Eligibility for the Bonus
The bonus is targeted primarily at mid- and junior-level employees, particularly those in delivery and sales roles. These groups constitute a significant portion of Infosys’ 3.15 lakh-strong workforce. Specifically, employees in bands E0 to E6, ranging from freshers to mid-level leaders, are eligible for the payout. Senior-level employees in bands E7 and above are not included in this bonus scheme.
Performance-Based Payout
While the average bonus stands at 90%, individual payouts will vary based on each employee’s performance and contributions during the quarter. In an email to employees, Infosys acknowledged their critical role in driving the company’s success:“In Q2, we delivered a strong performance with broad growth, reinforcing our market leadership. This success is a testament to your unwavering dedication, our strategic focus on margin performance, and our industry-leading expertise in Cloud and Generative AI.”

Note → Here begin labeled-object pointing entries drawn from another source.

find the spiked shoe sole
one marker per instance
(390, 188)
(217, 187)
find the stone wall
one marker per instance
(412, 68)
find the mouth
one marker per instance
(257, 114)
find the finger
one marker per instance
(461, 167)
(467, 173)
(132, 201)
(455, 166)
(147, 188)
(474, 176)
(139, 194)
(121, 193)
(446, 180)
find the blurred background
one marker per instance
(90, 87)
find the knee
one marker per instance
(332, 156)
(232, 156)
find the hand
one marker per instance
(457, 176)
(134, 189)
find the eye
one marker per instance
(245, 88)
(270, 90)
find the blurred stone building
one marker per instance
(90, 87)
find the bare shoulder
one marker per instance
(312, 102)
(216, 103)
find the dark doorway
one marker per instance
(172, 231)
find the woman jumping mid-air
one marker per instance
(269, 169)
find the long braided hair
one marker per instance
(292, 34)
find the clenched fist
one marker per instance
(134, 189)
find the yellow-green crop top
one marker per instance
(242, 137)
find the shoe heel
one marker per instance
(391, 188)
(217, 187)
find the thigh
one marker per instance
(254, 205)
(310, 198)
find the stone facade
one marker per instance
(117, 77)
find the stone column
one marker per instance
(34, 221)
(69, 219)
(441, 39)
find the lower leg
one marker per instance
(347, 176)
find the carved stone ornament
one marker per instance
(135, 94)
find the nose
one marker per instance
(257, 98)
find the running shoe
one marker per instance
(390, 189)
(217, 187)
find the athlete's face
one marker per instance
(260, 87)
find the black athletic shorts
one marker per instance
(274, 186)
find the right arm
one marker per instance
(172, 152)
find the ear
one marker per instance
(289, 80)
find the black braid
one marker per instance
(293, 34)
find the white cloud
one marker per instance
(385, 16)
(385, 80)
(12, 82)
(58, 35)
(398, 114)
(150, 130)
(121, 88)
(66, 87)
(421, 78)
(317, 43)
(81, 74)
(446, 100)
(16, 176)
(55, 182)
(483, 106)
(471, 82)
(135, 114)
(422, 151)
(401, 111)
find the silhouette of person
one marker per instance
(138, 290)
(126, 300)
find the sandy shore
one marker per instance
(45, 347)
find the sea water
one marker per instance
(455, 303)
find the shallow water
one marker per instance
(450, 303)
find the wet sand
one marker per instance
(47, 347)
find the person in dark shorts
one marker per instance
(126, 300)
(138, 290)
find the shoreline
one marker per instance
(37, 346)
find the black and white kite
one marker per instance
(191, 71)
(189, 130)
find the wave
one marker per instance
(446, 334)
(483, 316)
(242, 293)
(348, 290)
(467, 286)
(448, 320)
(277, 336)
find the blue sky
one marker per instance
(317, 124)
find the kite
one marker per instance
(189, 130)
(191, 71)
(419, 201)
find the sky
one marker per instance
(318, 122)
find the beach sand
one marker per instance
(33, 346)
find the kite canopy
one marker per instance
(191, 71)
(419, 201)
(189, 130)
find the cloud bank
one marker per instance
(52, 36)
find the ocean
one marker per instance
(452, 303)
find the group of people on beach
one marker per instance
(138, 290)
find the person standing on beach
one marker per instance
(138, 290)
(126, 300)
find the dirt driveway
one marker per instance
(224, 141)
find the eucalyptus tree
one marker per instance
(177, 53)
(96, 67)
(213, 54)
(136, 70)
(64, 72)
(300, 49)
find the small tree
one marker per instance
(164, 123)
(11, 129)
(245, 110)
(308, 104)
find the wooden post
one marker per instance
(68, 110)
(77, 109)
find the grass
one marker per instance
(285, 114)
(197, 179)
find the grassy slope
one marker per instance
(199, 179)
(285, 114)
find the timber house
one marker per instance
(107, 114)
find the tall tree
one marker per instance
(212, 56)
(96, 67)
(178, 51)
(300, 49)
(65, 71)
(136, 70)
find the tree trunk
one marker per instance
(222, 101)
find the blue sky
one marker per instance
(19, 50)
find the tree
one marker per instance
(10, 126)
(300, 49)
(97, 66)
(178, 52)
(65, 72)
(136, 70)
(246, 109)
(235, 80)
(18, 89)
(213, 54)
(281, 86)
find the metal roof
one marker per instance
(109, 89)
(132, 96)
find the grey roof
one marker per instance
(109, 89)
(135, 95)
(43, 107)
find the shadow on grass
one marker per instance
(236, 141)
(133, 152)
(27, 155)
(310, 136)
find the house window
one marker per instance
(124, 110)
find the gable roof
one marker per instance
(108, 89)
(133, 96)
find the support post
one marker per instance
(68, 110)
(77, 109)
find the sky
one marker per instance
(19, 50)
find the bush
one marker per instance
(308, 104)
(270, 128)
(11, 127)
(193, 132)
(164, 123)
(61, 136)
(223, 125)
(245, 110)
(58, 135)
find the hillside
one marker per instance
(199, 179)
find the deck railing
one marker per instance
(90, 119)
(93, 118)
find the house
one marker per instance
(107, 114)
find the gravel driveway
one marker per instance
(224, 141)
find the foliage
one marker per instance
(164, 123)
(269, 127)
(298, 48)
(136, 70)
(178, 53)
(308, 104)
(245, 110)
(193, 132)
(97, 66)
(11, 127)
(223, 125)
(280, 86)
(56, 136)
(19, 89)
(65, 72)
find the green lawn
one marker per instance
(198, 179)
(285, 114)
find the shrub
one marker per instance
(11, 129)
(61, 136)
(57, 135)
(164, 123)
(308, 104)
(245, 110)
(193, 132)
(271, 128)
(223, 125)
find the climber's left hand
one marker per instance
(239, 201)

Timeline for Bonus Payment
The performance bonus will be credited along with November salaries, providing eligible employees with a timely financial boost ahead of the year-end.
Infosys Q2 Financial Performance
In the second quarter of FY25, Infosys showed impressive growth, with consolidated net profits rising by 4.7% year-on-year to ₹6,506 crore. Revenues increased by 5.1% to ₹40,986 crore, driven by strong demand in the financial services sector and the ramp-up of mega-deals. The company revised its FY25 revenue guidance upwards to 3.75%-4.5%, compared to the previous forecast of 3%-4%.
Salary Hikes Scheduled for 2025
Infosys CEO Salil Parekh also announced selective salary hikes beginning in January 2025, extending to all employees by April 2025. This marks a shift from the recent trend of frozen and delayed appraisals due to financial prudence during FY22 and FY24.